I’ve tried this too:
sort 78kfile.txt > 78kfile-sorted.txt
sort 5kfile.txt > 5kfile-sorted.txt
comm -3 78kfile-sorted.txt 5kfile-sorted.txt
No luck either
Two text files, in case anyone wants to try it themselves:
https://www.dropbox.com/s/dw3k8ragnvjcfgc/5k-most-common-sorted.txt
https://www.dropbox.com/s/1cvut5z2zp9qnmk/brit-a-z-sorted.txt
Solution
After downloading your file, I noticed that (a) brit-a-z-sorted
.txt has a Microsoft line ending, while 5k-most-common-sorted.txt
has Unix line endings and (b) you are trying to do a whole line comparison (grep -x
). So, first we need to convert to a normal line ending:
dos2unix <brit-a-z-sorted.txt >brit-a-z-sorted-fixed.txt
Now we can use grep
to remove common words:
grep -xivFf 5k-most-common-sorted.txt brit-a-z-sorted-fixed.txt >less-common.txt
I also added the -F
flag to ensure that words will be interpreted as fixed strings instead of regular expressions. This also speeds things up.

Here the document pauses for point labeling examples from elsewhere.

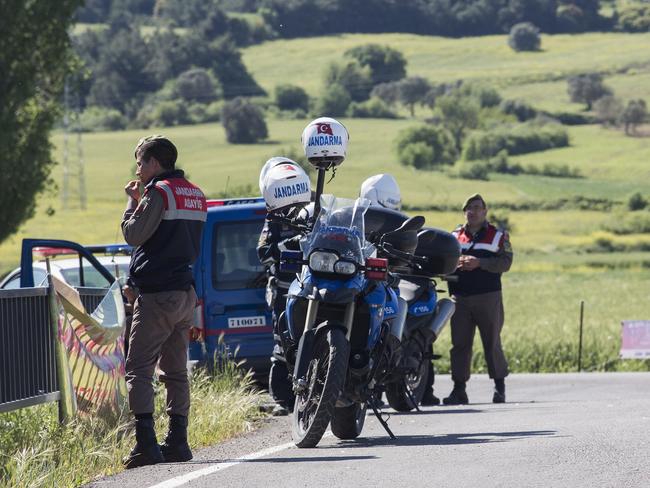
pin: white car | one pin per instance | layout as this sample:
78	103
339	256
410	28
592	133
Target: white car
73	270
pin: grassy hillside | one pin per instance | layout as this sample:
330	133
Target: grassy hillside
563	255
442	60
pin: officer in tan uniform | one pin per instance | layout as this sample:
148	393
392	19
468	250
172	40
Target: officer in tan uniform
164	223
486	254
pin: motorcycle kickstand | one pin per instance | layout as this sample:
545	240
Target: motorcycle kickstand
383	423
409	394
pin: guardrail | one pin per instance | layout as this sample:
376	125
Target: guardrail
54	348
28	374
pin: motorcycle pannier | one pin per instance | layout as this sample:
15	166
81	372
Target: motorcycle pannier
441	250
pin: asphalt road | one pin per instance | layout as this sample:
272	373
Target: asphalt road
557	430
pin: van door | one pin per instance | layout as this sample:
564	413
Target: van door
234	285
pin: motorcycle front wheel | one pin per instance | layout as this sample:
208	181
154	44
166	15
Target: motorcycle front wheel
314	406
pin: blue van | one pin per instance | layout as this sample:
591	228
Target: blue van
231	285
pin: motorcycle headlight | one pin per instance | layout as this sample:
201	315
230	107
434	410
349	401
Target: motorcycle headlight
345	267
323	262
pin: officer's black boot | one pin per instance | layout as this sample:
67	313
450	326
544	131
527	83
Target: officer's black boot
146	450
499	391
175	448
458	396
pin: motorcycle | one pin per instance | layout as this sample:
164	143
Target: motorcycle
436	256
344	320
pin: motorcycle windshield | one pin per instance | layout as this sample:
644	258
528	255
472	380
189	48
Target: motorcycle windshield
340	228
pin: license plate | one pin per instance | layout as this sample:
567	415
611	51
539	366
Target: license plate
235	322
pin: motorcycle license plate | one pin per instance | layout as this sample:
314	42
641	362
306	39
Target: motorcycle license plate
257	321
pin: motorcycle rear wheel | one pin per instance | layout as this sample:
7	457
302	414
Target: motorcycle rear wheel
416	382
347	422
314	406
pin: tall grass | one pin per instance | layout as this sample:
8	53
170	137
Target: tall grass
35	450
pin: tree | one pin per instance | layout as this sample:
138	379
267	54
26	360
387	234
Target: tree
587	88
244	122
386	64
35	59
458	115
291	97
413	90
524	37
387	92
633	115
411	150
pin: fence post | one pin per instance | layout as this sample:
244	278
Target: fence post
582	314
67	400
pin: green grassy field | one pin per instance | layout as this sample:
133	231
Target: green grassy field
557	254
442	60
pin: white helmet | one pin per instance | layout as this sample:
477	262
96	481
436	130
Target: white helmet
270	163
325	142
285	185
382	190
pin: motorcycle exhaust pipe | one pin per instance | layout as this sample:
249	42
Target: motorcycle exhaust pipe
397	325
444	310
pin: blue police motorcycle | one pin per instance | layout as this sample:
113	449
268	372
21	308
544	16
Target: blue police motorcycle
345	319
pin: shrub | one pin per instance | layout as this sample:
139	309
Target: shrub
634	18
637	202
387	92
438	139
99	119
334	101
243	121
291	97
524	37
373	108
521	139
587	88
634	114
519	109
473	170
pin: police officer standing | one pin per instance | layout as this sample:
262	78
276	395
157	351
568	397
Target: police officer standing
486	254
165	225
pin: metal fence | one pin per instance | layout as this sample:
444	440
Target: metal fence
27	349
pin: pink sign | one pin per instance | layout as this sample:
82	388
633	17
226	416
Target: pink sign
635	339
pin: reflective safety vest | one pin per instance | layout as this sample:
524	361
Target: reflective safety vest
163	263
486	243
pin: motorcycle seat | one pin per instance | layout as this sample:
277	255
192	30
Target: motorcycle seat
412	292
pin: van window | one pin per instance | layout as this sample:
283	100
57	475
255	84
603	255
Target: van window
234	256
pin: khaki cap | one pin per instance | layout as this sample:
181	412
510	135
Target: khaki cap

I noticed that there are a few words in the 5k-most-common-sorted.txt
file that are not in brit-a-z-sorted.txt
. For example, “British” is in a public file, but not in a larger file. Ordinary documents also have “aluminum”, while larger files only have “aluminum”.
What does the grep option mean? For those who are curious:
-f
indicates the read mode from file.
-F
means to treat them as fixed patterns, not regular expressions
-i
means to ignore case.
-x
means that the entire row matches
-v
indicates inverted matching. In other words, print those lines that do not match any pattern.